I will never sacrifice this peace for anything. I could die tomorrow, and I would accept it with grace. No. I am no longer fatalistic but feel an unshakeable ease, an ineffable sense of self-awareness. Now, there is the still air. I breathe in and through blurred vision, wipe my eyes and take Sephiroth's proffered mug of tea. He is warm at my side, the bone of his elbow reassuring in its rigidity. He absentmindedly feeds our shared cub Beau a strip of jerky and lets the pup nip at his fingers. His humanity no longer amazes me. It is simple, normal even if there is such a thing. Sephiroth is simply a man, not my teenage specter. I am nothing but Tifa now, a woman nearing middle-age. This, I think as I take a long sip of warm amber and exhale, is enough.
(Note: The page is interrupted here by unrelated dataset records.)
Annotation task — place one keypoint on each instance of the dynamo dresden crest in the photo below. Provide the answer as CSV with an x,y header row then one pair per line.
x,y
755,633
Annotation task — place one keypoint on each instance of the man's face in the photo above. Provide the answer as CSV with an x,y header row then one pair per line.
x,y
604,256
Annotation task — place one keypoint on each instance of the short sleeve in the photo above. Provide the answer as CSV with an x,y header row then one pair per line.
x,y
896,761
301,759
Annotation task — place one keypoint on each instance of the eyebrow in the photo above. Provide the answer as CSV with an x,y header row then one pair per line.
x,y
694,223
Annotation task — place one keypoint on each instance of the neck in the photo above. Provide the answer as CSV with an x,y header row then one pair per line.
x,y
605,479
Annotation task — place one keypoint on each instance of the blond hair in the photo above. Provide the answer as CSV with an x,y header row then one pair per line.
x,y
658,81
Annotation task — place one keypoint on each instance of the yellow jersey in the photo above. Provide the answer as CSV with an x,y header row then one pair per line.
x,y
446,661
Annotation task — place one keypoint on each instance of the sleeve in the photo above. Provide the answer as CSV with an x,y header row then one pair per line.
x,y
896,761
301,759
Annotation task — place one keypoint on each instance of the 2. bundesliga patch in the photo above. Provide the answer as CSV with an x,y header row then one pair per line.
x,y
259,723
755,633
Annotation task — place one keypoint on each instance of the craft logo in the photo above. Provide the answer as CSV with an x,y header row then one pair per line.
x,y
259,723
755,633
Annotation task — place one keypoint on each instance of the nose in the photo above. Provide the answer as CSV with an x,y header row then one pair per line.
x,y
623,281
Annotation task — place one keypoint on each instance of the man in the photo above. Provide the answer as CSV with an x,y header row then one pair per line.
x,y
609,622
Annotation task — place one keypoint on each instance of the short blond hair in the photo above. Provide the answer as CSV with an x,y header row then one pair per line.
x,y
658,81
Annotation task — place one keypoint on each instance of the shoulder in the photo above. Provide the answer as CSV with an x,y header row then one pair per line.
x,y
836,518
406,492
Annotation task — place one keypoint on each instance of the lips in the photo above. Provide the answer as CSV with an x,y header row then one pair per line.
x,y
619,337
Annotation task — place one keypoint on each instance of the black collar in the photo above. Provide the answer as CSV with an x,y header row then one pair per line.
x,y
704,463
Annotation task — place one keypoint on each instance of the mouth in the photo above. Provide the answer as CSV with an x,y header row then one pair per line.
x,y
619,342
A/N: Wow, has it really been three years since I first tackled this pairing and this story? Yes, it has. When I first set out to write this story, I wanted to write a sort of Palahniuk-esque stream of consciousness first-person narrative with an unreliable narrator, and it shows, unflatteringly at times. I lost the drive to really finish this story at the time because I've never been a true fan of traditionally romance-heavy stories, and I tried to minimize that element of this fanfic to focus on Tifa's self-healing journey. I always thought that the supporting characters from FFVII were profoundly well adjusted for all of the tragedy that entered their lives…Tifa particularly so as the group's source of constant optimism. I wanted to shake up that dynamic through this story. Sephiroth and Tifa are interesting to pair together as well, and theirs is a nearly impossible romance to make believable. In this story, what binds them together is profoundly unhealthy obsession on Tifa's part for fame and Sephiroth's canonically established instability. Moving that bond into a place of health and healing was an experience, and I just might crack my chops at a future story with these two.